Da First Place Raidez
OK -- if there's any sign that hell has frozen over it's that the Raiders are in first place after they beat the reigning Super Bowl champions on Sunday Night Football. Let me say that again -- THE RAIDERS ARE IN FIRST PLACE. The last time Oakland was first place in the AFC West past the halfway point was their Super Bowl season in 2002. At 7-2, they are No. 2 in the AFC behind the Patriots. Could we see a Tuck Rule rematch in the playoffs? Raider fans might still have PTSD from that one. Who knows if Tom Brady would have become Tom Brady if it weren't for that bullshit rule that helped send them to the Super Bowl where they would complete their Cinderella story over the Rams.

Ma-ma-ma My Rabona
The Steelers lost to the Ravens on Sunday -- and not without some hilarity at the end of the game. Down a touchdown with little time left, Steelers kicker Chris Boswell attempted a soccer-style Rabona onside kick. Predictably, it went terribly and is guaranteed end up on one of those wonky NFL bloopers videos and on an endless loop on Sportscenter for the next few weeks. Cue the snarky Scott Van Pelt comments now.

Rams Caught A Case Of The Keenums
Let’s face it, if any other quarterback were performing as poorly Case Keenum were, especially given you’ve got a No. 1 draft pick on the bench behind him, he'd have been pulled by now. The Rams lost 17-10 to the struggling Panthers, getting their lone touchdown in the final minute when Carolina had all but phoned it in. What does that say about Jared Goff, who the Rams traded a king's ransom to draft with the No. 1 overall pick this year? Does this guy process playbooks the way a two-year-old would handle Harry Potter? Jeff Fisher keeps saying week after week that they didn't lose because of Keenum but at this point you’ve got to wonder what in the hell Fisher is smoking and where we all can get some of it.

What A Jag Off
Gus Bradley should have lost his job as coach of the Jacksonville Jaguars by now. As usual, they looked lost on offense Sunday against the Chiefs, falling behind multiple scores before mounting a half-assed comeback. Halfway through the fourth quarter they lost a fumble at the goal line and Blake Bortles looked like garbage in the first half. To add insult to injury, the Chiefs won with Nick Foles at quarterback. Pathetic.

From Dumpster Fires to Hot Streaks
The Miami Dolphins and Detroit Lions were left for dead by most of their fan bases after poor starts to the season.
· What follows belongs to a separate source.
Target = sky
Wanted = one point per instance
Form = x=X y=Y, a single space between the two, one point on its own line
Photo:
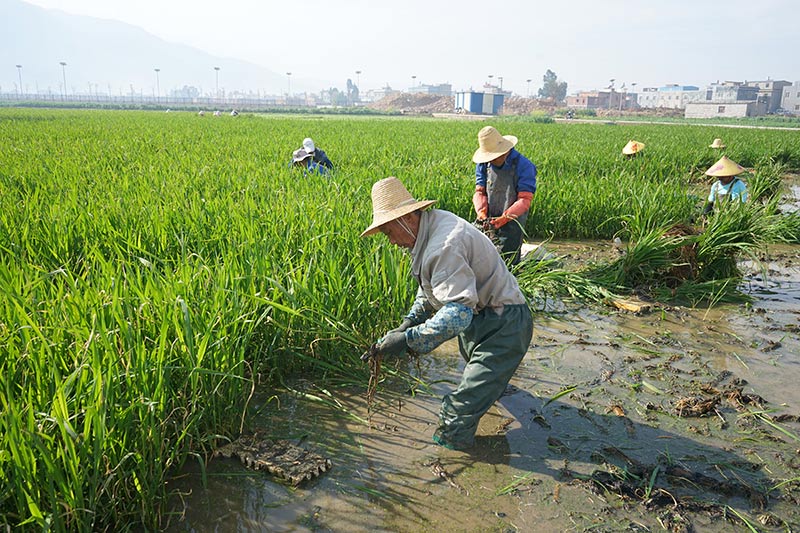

Miami has won three in a row and Detroit four of five to find their way back into playoff contention. Are these teams contenders or pretenders? Miami plays in the AFC East so they have to battle for a Wild Card spot, which seems unlikely with Ryan Tannehill's six-yard arm at the helm. Detroit has a clearer path to the playoffs being a half-game out of the NFC North. Minnesota has looked like garbage with their makeshift offensive line and Sam Bradford and Aaron Rodgers just lost at Lambeau to the listless Colts. We're gonna go ahead and predict Matthew Stafford and Co. win the division.

The Tony Romo Death Watch Keeps on Rollin'
Dak Prescott vs. the Browns: 21-for-27, 247 yards, 3 TDs. Elsewhere, Romo went to 7-11 and got a slurpee and some cheetos.